I meant to include this one in my previous post, but got a little over-zealous with the clicking…
A few years back I saw a truck for Allied, “The Careful Movers.” Fairly commonplace, no? The thing making this one memorable was the fact that it was laying on its side 20’ off the freeway. I’d hate to see what happens when they’re not being careful!
I have also seen the radiator shop slogan, this one for Starke (Florida) Radiator Service - “Best place in town to take a leak!”
A sign outside an antique shop in southern Georgia said, “Dead people’s stuff for sale.”
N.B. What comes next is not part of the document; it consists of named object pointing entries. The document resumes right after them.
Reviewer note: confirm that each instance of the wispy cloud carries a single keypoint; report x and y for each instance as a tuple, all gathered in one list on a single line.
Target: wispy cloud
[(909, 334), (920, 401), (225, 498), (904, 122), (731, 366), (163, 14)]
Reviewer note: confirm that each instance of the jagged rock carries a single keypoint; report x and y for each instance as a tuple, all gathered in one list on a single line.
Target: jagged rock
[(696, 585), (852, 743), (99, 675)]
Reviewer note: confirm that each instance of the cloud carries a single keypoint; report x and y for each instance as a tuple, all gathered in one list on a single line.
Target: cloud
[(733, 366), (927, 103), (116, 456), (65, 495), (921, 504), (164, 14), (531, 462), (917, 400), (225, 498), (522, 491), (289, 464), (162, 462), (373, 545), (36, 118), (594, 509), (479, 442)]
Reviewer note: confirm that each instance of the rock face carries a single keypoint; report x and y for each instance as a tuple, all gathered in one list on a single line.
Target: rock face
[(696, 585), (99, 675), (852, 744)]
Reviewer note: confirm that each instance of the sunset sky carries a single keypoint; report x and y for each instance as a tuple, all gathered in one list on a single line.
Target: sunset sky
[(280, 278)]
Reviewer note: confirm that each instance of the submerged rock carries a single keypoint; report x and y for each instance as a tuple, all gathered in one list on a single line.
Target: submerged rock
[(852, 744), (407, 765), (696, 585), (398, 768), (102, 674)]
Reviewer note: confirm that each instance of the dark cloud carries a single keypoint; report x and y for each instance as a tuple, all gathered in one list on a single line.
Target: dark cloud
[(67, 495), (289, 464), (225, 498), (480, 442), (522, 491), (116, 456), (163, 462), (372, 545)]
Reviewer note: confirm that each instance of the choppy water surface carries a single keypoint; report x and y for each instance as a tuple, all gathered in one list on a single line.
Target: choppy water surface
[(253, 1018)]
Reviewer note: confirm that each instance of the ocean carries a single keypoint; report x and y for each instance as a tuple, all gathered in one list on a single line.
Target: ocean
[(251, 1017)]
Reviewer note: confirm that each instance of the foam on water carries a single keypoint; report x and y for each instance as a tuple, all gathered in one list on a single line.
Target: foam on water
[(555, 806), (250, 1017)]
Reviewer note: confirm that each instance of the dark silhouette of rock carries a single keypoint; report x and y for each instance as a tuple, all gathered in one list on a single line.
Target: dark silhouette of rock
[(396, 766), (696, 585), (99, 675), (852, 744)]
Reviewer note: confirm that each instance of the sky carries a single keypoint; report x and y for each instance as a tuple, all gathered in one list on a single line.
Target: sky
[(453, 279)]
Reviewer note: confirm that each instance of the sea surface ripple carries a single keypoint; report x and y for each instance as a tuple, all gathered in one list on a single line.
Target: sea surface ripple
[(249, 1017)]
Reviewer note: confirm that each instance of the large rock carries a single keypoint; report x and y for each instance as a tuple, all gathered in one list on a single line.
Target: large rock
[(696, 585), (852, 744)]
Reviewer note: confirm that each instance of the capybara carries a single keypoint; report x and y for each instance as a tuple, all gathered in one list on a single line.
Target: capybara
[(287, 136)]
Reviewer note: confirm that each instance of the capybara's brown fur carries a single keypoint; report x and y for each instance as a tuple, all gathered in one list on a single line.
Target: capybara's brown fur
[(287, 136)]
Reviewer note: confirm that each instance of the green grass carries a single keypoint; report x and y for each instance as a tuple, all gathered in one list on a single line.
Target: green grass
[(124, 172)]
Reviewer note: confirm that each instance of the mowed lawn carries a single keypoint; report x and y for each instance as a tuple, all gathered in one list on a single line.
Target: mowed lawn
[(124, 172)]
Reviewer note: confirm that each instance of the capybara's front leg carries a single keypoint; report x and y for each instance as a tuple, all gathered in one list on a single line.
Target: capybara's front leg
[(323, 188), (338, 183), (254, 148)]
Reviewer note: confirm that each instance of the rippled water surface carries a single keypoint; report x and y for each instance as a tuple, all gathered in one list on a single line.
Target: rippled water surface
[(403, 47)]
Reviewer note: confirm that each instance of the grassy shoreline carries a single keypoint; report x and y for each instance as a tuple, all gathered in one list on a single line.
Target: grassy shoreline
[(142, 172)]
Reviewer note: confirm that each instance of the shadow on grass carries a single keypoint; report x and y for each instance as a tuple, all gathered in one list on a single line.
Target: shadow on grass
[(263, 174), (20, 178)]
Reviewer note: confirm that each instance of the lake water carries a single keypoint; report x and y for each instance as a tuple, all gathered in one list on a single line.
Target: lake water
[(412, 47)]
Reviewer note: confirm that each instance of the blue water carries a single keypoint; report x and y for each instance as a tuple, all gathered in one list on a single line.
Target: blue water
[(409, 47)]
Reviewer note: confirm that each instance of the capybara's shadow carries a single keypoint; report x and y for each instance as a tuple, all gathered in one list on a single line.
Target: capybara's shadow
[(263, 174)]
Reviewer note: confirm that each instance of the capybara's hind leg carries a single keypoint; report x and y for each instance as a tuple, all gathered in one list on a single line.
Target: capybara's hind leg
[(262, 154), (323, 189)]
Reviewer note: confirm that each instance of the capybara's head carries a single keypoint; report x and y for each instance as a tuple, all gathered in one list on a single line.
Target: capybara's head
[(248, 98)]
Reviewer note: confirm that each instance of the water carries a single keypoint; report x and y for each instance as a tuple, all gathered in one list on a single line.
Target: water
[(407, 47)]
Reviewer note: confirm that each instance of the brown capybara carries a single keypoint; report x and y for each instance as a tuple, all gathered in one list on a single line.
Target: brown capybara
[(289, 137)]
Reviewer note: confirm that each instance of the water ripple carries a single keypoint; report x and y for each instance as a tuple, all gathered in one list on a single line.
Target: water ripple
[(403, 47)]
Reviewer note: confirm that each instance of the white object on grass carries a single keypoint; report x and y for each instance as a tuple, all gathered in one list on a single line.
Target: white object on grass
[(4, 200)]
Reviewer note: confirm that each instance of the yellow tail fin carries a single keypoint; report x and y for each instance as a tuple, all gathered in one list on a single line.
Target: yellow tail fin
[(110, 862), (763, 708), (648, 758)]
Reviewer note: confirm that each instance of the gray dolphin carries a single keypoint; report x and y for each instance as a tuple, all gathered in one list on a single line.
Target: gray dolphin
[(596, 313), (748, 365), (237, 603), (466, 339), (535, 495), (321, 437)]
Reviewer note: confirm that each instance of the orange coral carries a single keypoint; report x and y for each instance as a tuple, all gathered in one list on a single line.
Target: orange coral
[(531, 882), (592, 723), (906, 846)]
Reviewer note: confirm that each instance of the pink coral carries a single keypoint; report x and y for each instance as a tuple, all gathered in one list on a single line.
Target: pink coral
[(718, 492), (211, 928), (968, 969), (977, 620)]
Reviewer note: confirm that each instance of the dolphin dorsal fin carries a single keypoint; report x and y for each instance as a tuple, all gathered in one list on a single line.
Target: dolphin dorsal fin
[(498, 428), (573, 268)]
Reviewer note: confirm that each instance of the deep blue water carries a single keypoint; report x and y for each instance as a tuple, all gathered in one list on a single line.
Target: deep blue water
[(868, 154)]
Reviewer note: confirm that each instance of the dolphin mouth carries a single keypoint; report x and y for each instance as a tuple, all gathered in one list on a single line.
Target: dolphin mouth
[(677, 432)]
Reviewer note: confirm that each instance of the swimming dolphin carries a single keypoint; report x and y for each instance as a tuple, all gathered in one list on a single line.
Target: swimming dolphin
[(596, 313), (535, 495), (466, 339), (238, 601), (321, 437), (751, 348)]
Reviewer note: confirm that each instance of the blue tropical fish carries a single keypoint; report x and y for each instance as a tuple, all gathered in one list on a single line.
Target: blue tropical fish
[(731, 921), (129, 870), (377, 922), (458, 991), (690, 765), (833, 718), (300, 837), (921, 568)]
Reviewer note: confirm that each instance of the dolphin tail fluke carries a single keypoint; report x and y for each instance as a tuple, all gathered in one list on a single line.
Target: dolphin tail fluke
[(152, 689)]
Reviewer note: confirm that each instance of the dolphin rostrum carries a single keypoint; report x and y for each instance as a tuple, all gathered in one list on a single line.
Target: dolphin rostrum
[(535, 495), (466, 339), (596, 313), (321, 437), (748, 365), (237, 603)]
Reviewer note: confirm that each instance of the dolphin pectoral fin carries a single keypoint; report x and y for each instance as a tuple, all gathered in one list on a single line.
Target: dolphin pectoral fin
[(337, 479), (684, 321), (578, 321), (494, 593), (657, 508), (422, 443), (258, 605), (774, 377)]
I like the sign on the door at Schlotzsky’s Deli - “No shirtzskys, no shoezskys, no Schlotzsky’s.”
The University of South Carolina’s mascot is the Gamecock, and SC has a bunch of sports fans who live for the college football season. I’ve seen bumper stickers that said, “No one can lick our Cocks!”
Beauty salon ran this ad once in the local paper: “The beauty business is great! You never run out of ugly people.”
The place you saw this was almost certainly The Onion. I remember seeing it there myself. Damned if I can find it, or remember the exact wording, but it was something along the lines of “‘Army of One’ campaign launched; Army gives up pretense of recruiting well-adjusted folks, seeks same belligerent loners that always volunteer.”